OPINI

Ketika Komunikasi Dibatasi

Bagaimana bisa aku sedu sedan? Ini dada sudah mau pecah. Kalau kutahan, bisa rusak aku. (Naga Bonar).

Sesak terasa melihat nasib umat. Keadilan menjadi barang mahal di negeri ini. Inilah yang menjadi tuntutan umat. Melalui serangkaian aksi 21 dan 22 Mei lalu sebagai buntut dari ketidakpuasan masyarakat akan indikasi dugaan kecurangan Pemilu, yang akhirnya berujung ricuh. Hingga menyebabkan akses media sosial (medsos) dibatasi.

Kini topik pembatasan komunikasi melalui medsos, kembali muncul menjelang sidang Mahkamah Konstitusi (MK). Menteri Komunikasi dan Informatika (Menkominfo) Rudiantara menyampaikan, pihaknya bakal terus memantau konten-konten di medsos. “Kami akan memonitor terus. Kami berharap tidak ada eskalasi di dunia maya,” kata Menkominfo Rudiantara.(Jawapos, 6/6/2019)

Adapun berkas sengketa pemilihan presiden (pilpres) yang diajukan ke mahkamah konstitusi (MK) akan diregistrasi pada 11 Juni 2019. Jika seluruh proses selesai, maka hakim akan melakukan pembahasan pada 14 Juni dan gugatan diputus pada 28 Juni 2019. (Cnnindonesia.com, 5/6/2019).

Southeast Asia Freedom of Expression Network (SAFEnet) menilai pembatasan akses media sosial pasca aksi 22 Mei mencekik hak kebebasan berekspresi netizen di Indonesia, atau internet throttling.
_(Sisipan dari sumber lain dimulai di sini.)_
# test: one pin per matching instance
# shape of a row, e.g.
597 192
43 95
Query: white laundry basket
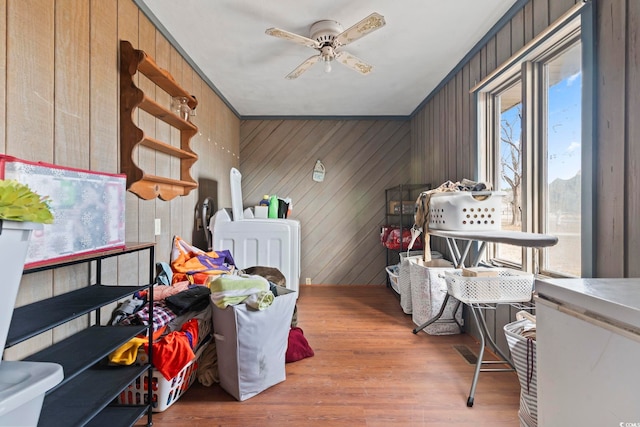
404 277
523 354
428 291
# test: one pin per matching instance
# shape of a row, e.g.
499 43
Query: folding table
517 238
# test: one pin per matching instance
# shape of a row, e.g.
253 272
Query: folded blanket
232 289
192 299
260 300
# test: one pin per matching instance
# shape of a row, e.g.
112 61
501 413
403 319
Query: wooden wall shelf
144 185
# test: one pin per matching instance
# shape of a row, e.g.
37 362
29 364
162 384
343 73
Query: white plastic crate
164 392
466 210
509 286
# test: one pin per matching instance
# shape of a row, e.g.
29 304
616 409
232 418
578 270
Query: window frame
527 66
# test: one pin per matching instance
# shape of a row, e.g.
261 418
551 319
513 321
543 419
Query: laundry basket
523 354
428 291
404 277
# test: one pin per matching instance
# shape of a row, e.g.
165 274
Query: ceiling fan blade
354 63
282 34
303 67
361 29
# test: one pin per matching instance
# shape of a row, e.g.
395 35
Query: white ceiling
423 40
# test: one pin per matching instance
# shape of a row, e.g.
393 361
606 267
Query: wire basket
164 392
509 286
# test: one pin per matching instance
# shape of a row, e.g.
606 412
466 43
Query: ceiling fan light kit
327 37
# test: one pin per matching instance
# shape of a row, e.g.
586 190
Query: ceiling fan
327 37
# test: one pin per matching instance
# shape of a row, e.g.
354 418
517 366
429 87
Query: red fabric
298 347
172 352
393 240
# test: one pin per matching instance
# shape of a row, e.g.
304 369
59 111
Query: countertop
616 300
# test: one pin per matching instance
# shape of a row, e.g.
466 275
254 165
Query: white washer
257 241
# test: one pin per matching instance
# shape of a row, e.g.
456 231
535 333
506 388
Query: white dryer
256 241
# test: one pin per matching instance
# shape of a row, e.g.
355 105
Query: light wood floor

Pencekikan akses internet ini berpotensi menjadi preseden buruk dalam menjamin hak kebebasan berekspresi di Indonesia.

Tidak hanya itu, ketika kominfo mengarahkan umat untuk kembali pada media mainstream, umat menolak. Revolusi informasi tak terelakkan. Dahulu umat berpikir sesuai arahan ‘headline’ media mainstream. Kini maraknya berita dan kemudahan akses dalam genggaman, mengalihkan rasa percaya umat kepada medsos ketimbang media mainstream yang tunduk pada arahan penguasa.

Dilema penguasa yang mengurusi umat berbasis sekularisme. Di satu sisi ingin menutup peredaran berita bohong atau kekerasan yang muncul mengiringi aksi. Di sisi lain, keputusan yang diambil semakin menambah panjang jarak kesenjangan antara umat dengan penguasa. Umat semakin tidak percaya. Buah dari tirani informasi.

Penguasa gagal memaksakan ide sekularisme pada umat yang semakin tinggi syu’ur Islamnya. Perang pemikiran menjadi-jadi. Memasuki era kebangkitan, medsos menyajikan tampilan Islam sesuai kebutuhan umat. Aktivis muslim bermunculan bak cendawan di musim penghujan. Dakwah bil qalam. Komunikasi melalui medsos digunakan untuk melumpuhkan pemikiran kufur.

Sebab jika dibiarkan, maka ide-ide rusak akan merangsek ke tubuh umat. Hal ini perlu diantisipasi. Terjadi seiring melesatnya era teknologi digital. Semakin tinggi kebutuhan untuk menjalin interaksi, mencari ilmu dan mendapatkan berita terbaru. Maka sejalan dengan itu, survey menunjukkan bahwa lebih dari separuh penduduk di Indonesia telah “melek” media sosial.

Pemakai media sosial di Indonesia merambah ke berbagai usia. Akan tetapi paling banyak berada pada rentang usia 18-34 tahun. Pengguna pria lebih mendominasi, di mana pada rentang usia 18-24 tahun, jumlahnya mencapai 18 persen, lebih unggul dari pengguna wanita dengan persentase 15 persen.(kompas.com, 4/2/2019)

Berdasarkan hasil riset Wearesosial Hootsuite yang dirilis Januari 2019 pengguna media sosial di Indonesia mencapai 150 juta atau sebesar 56% dari total populasi. Sementara pengguna media sosial mobile (gadget) mencapai 130 juta atau sekitar 48% dari populasi.(katadata.co.id, 8/2/2019).